Do what it takes to get the job done.


----------



## epj (Jun 6, 2015)

[QUOTE="RJSakowski, post: 306693,  For cases where that wasn't sufficient, running a drill or dowel pin into a previously located hole and tightening the column got me fairly close.


.[/QUOTE]

I frequently use this same method. Works well on the mill, and to a little lessor extent works ok on the drill press as well. I recently trammed the mill, and to my amazement everything was within .0005. Needless to say, I left it alone. I installed a new Shars 690v vise and trammed it as well. Still within .001 or less all around. I had been using a cheaper Shars vise, and it became readily apparent that it was off quite a bit. It would have taken a lot of shimming to get it even close.  I check the drill press now and then. It seems to stay within a couple of thou. That's probably all I can ask for from a that rig.


----------



## RJSakowski (Jun 6, 2015)

Another method that works quite well for small parts held in the vise is to mount the jaws with the vise jaws parallel to the X axis.  The head shou;d be perpendicular to the X axis.  Adjust the head to approximately the right position and loosen the part in the vise.  Now lower the quill with a drill or dowel pin mounted in the spindle into the part and tighten the vise.  Since the Y coordinate is relatively insensitive to slight  head rotation when the head is perpendicular, any change should be insignificant.  The X position will center itself.

If the Y position is unknown, a variation on the above can used.  Move the Y feed so the fixed jaw does not quite contact the part and lower a dowel pin or drill into a hole in the part. Close the movable jaw to contact the part. move the Y feed to contact the part. Gradually tighten the vise and readjust the Y position to keep the [part centered between the jaws.  Check for binding by raising and lowering the quill slightly. Continue until the part is secured in the vise.  You should be very close to centerd.
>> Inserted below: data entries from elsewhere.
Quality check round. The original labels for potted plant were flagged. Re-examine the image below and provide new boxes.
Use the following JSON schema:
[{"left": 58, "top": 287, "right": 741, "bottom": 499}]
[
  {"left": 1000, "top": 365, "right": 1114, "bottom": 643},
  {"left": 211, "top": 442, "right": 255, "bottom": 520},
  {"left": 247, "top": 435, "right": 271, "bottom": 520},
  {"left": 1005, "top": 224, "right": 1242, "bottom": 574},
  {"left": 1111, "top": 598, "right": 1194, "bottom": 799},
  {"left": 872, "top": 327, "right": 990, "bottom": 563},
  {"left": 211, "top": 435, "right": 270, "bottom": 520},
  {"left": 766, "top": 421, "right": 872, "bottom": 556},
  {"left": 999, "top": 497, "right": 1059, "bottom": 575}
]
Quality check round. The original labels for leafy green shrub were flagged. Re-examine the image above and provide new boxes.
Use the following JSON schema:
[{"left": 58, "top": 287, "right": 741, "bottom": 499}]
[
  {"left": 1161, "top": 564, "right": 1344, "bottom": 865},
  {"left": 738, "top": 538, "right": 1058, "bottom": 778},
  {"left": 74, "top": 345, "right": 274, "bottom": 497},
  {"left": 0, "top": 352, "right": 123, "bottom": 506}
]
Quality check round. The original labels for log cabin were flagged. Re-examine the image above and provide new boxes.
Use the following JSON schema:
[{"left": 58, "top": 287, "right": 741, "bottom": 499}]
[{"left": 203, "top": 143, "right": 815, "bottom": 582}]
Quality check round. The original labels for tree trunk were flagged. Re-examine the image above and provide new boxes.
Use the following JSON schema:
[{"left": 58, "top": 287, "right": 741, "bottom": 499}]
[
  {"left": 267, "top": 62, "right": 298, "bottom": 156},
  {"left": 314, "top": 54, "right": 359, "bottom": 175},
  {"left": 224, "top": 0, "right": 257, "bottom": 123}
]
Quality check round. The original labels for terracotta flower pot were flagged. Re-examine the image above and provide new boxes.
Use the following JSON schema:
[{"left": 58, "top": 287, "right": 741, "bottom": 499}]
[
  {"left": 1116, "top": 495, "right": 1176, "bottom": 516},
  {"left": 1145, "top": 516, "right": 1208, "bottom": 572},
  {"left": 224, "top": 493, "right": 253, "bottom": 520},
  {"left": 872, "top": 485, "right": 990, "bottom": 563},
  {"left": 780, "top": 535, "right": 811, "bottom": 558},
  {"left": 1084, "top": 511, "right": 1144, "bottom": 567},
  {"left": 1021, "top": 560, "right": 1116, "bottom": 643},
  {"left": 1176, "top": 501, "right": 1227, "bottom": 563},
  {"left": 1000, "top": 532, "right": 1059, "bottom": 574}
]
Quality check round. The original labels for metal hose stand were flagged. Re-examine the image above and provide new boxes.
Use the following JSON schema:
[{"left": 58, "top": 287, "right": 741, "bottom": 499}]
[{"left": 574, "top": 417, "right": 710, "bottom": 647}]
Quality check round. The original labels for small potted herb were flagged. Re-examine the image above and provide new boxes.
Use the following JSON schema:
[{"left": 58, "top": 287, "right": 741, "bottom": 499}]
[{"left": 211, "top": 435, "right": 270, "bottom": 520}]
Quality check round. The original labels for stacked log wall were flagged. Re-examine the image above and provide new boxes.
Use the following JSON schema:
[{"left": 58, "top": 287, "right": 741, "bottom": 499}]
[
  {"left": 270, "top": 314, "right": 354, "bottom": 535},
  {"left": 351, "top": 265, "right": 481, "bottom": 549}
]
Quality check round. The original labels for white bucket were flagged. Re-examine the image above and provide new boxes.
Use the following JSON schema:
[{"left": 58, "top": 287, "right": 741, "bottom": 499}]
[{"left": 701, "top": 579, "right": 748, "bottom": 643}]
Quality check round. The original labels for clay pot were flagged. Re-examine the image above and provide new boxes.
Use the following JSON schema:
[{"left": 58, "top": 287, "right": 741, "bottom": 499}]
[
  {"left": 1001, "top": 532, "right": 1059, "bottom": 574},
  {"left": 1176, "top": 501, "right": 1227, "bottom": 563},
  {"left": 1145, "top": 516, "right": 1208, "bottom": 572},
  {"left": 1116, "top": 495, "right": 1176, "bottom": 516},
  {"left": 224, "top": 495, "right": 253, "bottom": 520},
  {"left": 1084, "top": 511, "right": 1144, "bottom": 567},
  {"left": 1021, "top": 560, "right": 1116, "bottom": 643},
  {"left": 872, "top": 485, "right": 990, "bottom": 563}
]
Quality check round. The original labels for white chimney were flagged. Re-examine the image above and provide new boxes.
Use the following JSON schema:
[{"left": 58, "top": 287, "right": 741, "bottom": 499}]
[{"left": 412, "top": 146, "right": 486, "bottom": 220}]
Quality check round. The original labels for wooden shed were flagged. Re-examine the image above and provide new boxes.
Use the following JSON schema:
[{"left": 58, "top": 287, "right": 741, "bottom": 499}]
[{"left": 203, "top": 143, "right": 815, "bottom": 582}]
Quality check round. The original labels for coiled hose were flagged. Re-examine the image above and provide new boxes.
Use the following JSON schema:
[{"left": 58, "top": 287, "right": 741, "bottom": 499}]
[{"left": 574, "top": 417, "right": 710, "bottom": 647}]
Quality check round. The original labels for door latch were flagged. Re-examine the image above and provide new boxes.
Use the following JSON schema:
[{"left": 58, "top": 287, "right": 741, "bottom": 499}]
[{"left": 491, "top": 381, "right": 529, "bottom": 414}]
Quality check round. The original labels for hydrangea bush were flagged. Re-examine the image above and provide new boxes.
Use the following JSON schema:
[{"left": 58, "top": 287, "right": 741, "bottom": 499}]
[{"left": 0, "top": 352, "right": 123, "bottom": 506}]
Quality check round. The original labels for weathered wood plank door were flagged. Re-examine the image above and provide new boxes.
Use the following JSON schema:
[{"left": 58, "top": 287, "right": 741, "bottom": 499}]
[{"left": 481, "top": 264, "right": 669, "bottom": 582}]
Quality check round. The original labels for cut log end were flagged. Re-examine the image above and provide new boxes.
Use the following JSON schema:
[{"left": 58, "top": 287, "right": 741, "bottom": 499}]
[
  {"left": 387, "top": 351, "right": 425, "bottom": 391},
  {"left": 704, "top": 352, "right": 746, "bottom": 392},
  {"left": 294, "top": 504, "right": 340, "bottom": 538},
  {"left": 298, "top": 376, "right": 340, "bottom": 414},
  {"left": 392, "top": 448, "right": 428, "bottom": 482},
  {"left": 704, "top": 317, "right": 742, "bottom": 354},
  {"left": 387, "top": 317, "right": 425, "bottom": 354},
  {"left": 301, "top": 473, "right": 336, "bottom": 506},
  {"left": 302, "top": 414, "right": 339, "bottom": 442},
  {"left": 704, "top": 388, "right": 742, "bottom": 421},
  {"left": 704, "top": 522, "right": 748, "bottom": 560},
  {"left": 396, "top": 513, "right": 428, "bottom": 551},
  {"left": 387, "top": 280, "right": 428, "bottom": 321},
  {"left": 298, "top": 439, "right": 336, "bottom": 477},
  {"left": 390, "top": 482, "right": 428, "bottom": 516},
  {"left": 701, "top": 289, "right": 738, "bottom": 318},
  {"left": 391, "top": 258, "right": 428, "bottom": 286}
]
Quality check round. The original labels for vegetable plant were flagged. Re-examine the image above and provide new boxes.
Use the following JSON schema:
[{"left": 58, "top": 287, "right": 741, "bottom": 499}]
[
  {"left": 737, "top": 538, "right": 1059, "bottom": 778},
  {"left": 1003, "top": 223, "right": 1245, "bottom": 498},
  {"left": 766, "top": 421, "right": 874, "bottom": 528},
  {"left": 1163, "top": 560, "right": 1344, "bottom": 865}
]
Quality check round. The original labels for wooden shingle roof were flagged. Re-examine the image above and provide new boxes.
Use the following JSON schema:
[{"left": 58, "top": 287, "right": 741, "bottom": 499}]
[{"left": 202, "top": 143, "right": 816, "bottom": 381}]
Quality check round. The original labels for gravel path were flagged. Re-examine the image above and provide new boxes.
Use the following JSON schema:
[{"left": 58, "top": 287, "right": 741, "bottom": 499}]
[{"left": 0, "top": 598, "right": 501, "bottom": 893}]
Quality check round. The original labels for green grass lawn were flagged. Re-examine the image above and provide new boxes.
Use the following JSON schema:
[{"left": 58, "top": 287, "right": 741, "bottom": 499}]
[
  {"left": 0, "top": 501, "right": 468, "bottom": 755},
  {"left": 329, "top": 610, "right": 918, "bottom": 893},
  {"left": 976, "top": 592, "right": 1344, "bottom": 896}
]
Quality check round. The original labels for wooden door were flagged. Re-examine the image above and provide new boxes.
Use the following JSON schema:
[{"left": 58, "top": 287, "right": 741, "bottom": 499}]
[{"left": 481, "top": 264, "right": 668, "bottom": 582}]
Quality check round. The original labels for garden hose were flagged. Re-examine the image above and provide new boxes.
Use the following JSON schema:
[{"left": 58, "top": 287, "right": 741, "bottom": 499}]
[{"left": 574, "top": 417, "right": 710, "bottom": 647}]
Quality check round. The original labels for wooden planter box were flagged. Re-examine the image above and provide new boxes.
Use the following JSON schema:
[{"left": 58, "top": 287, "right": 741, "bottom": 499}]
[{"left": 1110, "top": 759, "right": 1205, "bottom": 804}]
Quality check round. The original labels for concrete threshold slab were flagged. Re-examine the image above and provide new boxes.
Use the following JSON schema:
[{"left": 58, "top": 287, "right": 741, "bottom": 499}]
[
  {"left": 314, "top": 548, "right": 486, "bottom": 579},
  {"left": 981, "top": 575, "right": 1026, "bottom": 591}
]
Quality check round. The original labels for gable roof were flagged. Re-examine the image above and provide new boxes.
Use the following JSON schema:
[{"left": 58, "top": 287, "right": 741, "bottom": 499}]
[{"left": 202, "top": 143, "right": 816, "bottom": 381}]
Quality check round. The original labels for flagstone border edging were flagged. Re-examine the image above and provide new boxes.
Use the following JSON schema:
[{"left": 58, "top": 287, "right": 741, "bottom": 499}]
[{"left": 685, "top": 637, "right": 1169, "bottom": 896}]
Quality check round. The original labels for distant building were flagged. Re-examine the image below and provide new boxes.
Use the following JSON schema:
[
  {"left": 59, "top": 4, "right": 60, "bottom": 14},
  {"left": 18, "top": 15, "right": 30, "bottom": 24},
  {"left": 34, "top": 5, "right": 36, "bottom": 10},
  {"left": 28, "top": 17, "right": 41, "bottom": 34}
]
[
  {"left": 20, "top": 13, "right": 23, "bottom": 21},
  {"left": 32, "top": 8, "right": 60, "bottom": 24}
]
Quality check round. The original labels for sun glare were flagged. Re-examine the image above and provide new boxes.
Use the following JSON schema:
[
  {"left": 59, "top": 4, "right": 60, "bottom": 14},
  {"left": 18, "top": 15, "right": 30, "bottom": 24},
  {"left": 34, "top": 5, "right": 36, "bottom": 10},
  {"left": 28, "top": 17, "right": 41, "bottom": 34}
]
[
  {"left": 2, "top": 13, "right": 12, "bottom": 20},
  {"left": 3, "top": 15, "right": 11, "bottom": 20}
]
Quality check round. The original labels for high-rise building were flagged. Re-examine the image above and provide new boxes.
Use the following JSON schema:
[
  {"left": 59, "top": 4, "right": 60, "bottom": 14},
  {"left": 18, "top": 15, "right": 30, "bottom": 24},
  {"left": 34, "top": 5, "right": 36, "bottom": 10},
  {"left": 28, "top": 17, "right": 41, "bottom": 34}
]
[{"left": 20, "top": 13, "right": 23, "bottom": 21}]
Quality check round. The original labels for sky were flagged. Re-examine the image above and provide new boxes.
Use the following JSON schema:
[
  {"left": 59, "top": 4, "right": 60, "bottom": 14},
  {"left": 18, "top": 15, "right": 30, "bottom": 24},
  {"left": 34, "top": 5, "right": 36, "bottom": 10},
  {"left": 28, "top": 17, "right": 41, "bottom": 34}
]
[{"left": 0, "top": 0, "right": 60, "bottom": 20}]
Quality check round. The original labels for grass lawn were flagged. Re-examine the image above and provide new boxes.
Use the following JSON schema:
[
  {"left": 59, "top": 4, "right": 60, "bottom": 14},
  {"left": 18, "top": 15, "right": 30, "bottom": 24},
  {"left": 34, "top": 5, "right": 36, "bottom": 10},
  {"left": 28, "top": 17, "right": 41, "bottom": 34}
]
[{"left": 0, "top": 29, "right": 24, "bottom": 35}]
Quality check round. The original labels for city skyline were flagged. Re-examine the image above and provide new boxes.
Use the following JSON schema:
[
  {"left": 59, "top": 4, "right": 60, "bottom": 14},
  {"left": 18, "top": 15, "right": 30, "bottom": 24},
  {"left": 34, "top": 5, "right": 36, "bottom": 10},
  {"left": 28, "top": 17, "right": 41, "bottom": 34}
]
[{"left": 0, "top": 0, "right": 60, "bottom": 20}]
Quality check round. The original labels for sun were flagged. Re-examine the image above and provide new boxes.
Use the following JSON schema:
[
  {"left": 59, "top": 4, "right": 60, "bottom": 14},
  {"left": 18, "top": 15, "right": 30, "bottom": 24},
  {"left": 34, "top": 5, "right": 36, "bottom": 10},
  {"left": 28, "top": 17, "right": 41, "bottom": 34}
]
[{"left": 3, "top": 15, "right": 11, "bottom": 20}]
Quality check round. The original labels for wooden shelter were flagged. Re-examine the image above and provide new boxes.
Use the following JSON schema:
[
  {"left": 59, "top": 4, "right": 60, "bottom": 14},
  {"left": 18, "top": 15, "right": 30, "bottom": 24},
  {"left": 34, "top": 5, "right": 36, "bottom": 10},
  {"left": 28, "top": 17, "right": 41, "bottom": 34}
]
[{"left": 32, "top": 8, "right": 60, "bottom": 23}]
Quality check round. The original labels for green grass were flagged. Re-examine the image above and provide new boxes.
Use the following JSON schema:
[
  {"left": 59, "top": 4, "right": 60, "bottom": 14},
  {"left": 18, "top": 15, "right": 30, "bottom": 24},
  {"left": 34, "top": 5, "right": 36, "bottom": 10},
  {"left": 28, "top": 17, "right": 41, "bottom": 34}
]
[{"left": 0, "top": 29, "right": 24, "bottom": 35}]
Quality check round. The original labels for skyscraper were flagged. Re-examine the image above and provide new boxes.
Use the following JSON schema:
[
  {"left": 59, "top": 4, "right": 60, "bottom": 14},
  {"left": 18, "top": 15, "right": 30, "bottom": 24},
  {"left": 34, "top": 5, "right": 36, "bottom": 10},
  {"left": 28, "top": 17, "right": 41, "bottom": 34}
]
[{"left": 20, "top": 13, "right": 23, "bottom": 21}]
I use these methods when I'm not working to tight tolerances.  You should be able to get within +/- .010" easily and with care +/-.005" or better.  As stated before, when accuracy matters, re-indicate.


----------



## Silverbullet (Jun 8, 2015)

Wouldn't clamping a piece of oh 1/2" x 1/2" angle iron rigidly to the base of the column vertically, and then an indicator on the head so if you move up and down you only have to hold zero ? I know it has to be done straight the first time to keep it aligned with the column. Once installed it could stay there . The indicator could be a magnetic and used when needed. Just thinking putting out there see what others have to say.


----------



## Ben Nevis (Jun 8, 2015)

Here is what someone did to solve the problem. Seems to me a bracket mounted to the head would work rather than replacing the belt cover plate.


----------



## gbritnell (Jun 9, 2015)

I purchased my first mill, a round column Enco, way back in 1972. It was the larger of the 2 offered and had the larger diameter column so it was quite rigid. I can't begin to tell you the amount of work that I did with that mill. Yes the head truing was a pain but it became second nature over the years. I put digital readouts on it and it performed very well. My biggest gripe was that it never made a nice smooth cut, it always left tool marks. They were small and easily filed out but still somewhat irritating. One thing that helped was to go to segmented V-belts. This took quite a bit of the vibration out. The second was to clean, grease and adjust the spindle bearings. Here again not an easy task but once done properly they didn't need to be touched for a long time. 
gbritnell


----------



## Bob Korves (Jun 9, 2015)

It is possible to mount a laser pointer to the side of the head, pointing toward an opposing wall.  Put a small mirror securely on the wall, reflecting the beam back to a wall or other target near the mill.  Secure a tool in the vise or similar so the head will go up and down in line with the quill.  Turn the laser on and mark the point on the wall with the quill up, and then with the quill down, both times locked.  Carefully connect the points on the target with a line and extend the line up and down a bit.  Check again for repeatability.  Now when you lose your zero you just need to get the laser dot back on the line.


----------